Depuis cette anecdote révélant toute leur détermination, les deux frangins ont donc fait leur gamme au Limoges FC, tous les deux d’abord en attaquants sur le champ, avant que Loïc ne se révèle au poste de gardien de but puis Benoît en défenseur.

En 2008, la famille déménage dans le Loiret près d’Orléans. Les deux frères continuent à jouer dans un club local et souvent ensemble malgré la différence d’âge car Benoît est régulièrement surclassé. Ils s’améliorent au point de taper dans l’oeil du pôle espoirs de Châteauroux puis d’un recruteur du centre formation de l’AS Monaco. Loïc l’intégrera en 2013, Benoît en 2016.

Les deux gardent des souvenirs indélébiles de ces années d’enfance : « C’est sans doute à cet âge, entre Limoges et Châteauroux, que nous sommes devenus avant tout des potes, des meilleurs amis, des confidents, avant d’être des frères », dévoile Loïc. Benoît se souvient que « c’est à Limoges que nous avons découvert le plaisir d’être footballeur, c’est en déménageant que nous nous sommes promis d’en faire notre métier ».

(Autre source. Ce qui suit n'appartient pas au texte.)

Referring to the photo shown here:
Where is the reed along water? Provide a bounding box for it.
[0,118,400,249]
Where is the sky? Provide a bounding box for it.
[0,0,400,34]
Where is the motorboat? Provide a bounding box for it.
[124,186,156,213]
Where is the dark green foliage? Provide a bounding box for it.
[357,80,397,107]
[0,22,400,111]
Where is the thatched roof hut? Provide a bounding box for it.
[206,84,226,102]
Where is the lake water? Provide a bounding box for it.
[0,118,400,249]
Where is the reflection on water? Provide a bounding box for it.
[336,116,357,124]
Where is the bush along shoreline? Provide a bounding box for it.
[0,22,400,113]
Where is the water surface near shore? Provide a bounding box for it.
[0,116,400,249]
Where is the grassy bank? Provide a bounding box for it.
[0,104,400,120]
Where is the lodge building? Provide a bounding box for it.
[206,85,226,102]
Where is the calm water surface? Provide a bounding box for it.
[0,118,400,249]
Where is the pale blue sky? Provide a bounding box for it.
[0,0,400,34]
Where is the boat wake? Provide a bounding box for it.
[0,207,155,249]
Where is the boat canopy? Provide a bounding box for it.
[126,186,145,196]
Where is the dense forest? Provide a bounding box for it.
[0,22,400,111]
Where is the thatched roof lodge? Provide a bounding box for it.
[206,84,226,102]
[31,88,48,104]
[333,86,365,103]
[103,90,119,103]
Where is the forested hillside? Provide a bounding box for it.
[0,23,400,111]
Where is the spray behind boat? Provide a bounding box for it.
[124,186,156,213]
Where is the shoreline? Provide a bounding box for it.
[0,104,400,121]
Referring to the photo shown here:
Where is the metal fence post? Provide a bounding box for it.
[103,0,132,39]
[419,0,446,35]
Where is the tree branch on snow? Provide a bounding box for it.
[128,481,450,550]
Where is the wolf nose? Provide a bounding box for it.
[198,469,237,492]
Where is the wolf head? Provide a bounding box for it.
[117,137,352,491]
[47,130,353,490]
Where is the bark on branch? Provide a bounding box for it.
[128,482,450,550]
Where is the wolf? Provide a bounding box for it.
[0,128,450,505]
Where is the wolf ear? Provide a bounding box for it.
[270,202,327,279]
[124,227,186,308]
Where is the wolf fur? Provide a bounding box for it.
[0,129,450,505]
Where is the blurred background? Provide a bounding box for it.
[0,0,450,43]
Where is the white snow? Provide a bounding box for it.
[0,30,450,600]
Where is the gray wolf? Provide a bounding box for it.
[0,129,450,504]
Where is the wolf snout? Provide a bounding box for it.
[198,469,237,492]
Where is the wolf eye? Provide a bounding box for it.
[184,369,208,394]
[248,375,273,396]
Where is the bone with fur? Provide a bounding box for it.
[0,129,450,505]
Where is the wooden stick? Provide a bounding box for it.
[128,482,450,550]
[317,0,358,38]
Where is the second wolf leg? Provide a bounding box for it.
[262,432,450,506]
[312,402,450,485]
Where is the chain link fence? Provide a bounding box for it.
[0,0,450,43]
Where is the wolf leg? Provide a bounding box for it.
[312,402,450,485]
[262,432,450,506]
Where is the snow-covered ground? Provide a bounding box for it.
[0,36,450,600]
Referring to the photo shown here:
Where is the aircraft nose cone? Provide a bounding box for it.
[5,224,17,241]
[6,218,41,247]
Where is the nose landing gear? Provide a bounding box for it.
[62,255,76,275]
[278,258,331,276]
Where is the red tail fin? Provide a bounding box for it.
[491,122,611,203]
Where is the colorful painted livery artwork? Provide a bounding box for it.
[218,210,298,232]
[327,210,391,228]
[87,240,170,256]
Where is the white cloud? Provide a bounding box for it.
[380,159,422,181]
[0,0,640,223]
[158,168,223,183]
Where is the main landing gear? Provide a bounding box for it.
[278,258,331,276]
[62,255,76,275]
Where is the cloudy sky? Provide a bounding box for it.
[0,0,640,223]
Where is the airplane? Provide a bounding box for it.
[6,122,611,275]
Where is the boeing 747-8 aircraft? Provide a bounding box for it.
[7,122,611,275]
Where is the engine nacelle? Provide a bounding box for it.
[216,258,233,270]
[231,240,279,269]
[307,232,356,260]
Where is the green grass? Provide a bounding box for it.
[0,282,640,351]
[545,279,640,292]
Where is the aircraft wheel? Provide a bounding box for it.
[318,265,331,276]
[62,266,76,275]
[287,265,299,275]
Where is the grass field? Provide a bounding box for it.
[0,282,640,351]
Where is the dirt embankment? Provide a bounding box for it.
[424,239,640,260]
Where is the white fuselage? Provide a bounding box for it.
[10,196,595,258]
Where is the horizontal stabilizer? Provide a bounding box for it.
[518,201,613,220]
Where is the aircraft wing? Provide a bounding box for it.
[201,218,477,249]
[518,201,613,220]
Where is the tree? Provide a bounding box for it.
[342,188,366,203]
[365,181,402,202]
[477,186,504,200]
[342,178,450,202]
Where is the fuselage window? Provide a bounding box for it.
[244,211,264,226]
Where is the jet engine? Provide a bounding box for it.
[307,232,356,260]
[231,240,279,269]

Découvrir ce monde concurrentiel et exigeant à la porte de l’adolescence n’est pas chose aisée, surtout pour l’aîné Loïc qui a quitté le cocon familial plus tôt que son frère, mais qui s’est fait une joie de l’accueillir trois ans plus tard. Benoît reconnaît : « J’ai eu beaucoup de chance d’avoir mon grand frère pour me soutenir. Loïc a toujours été protecteur, d’ailleurs il stresse davantage pour mes matchs que pour les siens. En plus, il est extraverti et intégré alors que moi je suis plutôt du genre discret et timide ». C’est peut-être pour cela que Benoît a toujours été un peu plus précoce et que les deux ont éclos cette même année aux yeux de la France du foot.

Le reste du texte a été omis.